Autonomous boats can have a plethora of applications related to sea life and pollution monitoring, search and rescue, border patrol, inspection of internal waterways and the open ocean, among others. Moreover, the design, development, and control of such platforms poses some excellent engineering challenges related to mechanical design, autonomy, robustness, ability to perceive and navigate the highly dynamic and unstructured turbulent water environment, etc. In this project, we focus on the design, development, and experimental validation of open-source, low-cost, waterjet-power robotic speedboats for education and research. The proposed speedboats are developed based on a modular hull and a waterjet propulsion system that are both 3D printed.

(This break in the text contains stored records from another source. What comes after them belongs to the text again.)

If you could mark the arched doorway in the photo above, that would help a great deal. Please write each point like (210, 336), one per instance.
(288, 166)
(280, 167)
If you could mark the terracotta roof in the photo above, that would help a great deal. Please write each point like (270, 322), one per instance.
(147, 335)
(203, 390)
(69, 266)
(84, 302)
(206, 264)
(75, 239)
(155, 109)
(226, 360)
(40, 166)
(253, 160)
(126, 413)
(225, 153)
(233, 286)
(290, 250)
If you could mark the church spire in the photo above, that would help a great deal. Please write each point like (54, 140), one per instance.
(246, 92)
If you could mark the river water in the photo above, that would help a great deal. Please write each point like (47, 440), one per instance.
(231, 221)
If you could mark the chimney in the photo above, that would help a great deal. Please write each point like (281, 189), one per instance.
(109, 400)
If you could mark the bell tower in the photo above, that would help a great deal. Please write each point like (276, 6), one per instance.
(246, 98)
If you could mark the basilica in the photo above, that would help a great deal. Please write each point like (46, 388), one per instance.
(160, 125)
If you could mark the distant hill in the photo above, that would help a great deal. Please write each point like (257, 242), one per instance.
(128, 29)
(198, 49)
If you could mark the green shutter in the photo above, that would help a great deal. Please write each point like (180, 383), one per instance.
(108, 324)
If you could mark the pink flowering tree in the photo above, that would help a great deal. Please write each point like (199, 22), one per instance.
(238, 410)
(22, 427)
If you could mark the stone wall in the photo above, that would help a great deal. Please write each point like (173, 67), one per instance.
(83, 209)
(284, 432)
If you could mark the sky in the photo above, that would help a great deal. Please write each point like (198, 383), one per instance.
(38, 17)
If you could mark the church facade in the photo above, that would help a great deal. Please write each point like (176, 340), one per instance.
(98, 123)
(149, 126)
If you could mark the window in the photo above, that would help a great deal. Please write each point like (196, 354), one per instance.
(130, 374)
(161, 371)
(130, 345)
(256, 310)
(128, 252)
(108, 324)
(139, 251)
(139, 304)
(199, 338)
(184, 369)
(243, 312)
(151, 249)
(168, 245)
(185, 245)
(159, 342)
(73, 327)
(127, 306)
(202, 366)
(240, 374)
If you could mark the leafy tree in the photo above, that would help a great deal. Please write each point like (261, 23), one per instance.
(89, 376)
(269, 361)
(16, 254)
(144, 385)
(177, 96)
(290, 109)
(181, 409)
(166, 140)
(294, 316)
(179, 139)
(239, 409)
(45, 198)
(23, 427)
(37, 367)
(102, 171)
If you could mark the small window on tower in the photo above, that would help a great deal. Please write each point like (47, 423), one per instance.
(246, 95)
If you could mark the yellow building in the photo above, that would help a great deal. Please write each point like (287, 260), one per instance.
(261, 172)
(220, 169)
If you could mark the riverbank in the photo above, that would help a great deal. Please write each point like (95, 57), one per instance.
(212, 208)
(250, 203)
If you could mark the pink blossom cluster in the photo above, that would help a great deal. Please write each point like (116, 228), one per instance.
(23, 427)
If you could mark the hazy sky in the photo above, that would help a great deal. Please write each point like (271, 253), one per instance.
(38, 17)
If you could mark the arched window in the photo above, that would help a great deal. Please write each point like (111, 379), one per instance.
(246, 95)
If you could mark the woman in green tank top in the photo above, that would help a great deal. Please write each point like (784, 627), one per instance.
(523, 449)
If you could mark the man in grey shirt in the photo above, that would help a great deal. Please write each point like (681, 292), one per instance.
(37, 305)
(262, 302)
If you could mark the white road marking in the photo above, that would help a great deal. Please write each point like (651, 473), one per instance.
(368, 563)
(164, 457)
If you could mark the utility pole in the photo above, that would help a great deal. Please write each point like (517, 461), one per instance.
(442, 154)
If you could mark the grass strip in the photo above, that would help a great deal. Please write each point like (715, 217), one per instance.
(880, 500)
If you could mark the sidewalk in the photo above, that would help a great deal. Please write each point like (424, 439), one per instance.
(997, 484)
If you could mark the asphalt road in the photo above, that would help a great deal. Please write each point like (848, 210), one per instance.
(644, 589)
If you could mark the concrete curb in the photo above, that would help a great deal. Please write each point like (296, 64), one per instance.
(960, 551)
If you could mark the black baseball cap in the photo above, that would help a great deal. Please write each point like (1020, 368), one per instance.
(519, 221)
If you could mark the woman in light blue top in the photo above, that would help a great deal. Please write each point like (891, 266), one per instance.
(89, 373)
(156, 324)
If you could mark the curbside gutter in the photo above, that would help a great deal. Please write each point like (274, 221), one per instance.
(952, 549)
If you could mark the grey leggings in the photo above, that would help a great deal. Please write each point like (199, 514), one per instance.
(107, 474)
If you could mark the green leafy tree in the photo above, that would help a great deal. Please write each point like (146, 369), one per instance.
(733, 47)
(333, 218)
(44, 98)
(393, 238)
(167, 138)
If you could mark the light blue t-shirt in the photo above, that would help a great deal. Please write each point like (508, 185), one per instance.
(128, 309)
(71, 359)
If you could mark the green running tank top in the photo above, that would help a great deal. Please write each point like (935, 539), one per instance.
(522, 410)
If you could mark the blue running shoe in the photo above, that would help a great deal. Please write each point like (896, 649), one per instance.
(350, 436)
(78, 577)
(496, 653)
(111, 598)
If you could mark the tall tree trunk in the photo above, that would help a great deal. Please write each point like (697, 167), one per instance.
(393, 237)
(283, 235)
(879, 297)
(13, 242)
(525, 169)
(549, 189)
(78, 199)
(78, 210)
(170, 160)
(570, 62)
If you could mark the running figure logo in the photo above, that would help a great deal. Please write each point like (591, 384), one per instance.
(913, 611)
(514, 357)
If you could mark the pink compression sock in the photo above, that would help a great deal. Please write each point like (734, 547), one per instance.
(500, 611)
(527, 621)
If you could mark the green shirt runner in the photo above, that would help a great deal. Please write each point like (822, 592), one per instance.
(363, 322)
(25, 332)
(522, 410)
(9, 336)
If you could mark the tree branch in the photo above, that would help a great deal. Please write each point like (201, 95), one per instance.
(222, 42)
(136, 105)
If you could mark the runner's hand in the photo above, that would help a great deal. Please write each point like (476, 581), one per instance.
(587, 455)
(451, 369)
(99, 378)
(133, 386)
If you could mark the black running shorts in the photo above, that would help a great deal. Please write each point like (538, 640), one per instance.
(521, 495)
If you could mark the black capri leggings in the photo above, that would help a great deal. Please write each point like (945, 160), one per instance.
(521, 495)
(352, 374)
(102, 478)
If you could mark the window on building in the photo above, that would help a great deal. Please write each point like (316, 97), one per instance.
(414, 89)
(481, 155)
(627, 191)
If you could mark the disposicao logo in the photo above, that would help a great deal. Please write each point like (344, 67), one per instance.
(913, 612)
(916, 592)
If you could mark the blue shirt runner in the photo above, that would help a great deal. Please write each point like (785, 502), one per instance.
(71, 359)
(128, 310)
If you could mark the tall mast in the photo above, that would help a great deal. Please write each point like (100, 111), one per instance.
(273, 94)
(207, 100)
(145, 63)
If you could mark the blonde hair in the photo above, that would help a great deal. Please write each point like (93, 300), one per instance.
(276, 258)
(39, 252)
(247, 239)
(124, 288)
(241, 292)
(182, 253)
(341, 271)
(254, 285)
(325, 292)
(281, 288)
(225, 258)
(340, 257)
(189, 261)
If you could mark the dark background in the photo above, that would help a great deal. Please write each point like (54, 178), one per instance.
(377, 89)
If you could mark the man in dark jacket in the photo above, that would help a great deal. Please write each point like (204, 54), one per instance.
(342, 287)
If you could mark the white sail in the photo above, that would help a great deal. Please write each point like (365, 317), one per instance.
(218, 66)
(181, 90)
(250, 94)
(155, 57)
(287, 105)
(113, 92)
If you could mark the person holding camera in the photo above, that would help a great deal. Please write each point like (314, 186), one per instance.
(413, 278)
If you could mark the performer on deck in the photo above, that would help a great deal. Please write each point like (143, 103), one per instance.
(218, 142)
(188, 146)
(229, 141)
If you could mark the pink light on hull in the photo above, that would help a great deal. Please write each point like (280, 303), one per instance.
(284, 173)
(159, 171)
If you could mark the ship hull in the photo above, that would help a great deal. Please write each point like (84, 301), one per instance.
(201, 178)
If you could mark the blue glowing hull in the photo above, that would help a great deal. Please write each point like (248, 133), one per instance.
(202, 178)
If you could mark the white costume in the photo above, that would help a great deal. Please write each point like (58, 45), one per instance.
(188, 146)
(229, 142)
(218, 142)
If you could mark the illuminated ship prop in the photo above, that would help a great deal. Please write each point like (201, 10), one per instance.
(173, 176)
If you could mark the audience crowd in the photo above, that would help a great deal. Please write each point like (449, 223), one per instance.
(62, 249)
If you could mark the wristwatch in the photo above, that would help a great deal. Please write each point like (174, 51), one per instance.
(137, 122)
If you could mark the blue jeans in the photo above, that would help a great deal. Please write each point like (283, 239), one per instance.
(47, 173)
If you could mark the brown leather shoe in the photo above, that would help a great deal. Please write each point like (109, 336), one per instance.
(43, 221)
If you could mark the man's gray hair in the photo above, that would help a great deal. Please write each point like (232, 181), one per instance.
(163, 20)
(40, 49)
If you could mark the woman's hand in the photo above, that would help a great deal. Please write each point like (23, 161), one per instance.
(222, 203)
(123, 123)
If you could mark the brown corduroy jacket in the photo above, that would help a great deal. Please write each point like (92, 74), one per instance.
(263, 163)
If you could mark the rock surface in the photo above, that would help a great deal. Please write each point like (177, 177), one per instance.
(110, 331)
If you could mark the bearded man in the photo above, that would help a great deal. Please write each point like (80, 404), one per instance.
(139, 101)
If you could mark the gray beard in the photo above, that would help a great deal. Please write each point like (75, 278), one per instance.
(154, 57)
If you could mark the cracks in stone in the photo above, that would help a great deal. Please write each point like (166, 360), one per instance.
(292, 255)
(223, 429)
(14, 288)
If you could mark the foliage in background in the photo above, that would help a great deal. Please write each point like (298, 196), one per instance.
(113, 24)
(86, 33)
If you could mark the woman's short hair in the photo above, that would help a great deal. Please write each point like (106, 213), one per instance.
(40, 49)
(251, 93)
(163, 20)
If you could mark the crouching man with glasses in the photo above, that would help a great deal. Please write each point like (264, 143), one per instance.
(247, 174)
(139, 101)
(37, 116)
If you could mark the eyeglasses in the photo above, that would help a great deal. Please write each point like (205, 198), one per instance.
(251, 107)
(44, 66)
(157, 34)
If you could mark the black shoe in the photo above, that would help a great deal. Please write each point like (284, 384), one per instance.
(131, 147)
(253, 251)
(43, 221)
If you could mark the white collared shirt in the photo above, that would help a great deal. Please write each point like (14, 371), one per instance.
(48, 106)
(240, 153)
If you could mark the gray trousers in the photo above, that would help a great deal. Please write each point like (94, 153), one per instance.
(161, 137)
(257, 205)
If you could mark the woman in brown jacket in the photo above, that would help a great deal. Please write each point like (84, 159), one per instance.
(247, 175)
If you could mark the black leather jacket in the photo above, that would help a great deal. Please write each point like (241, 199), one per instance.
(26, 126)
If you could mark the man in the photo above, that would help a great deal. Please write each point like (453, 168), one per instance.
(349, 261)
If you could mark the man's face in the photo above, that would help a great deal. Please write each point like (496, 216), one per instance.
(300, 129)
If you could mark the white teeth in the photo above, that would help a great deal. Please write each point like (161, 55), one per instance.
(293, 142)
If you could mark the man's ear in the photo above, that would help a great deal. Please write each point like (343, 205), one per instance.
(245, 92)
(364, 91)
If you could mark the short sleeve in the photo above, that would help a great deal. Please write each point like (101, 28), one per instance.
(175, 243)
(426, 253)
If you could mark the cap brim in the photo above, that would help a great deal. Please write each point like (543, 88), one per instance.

The speedboat design is easy to replicate and maintain, and it can accommodate all the sensors needed for autonomous navigation, such as, LiDAR, monocular vision, GPS and more.
Water-jets allow the platform to:
i) operate in shallow waters,
ii) reduce the risk of entanglement, and
iii) reduce any risk of injury to users or sea-life.
The efficiency of the speedboats has been experimentally validated through velocity, thrust, and efficiency testing and real-world deployment. The designs are disseminated in an open source manner and they are accompanied by a speedboat racing competition that involves both dynamic and static events. These resources are expected to be valuable for robotics researchers and for lecturers that want to introduce hands-on assignments in courses related to robotics and autonomous systems.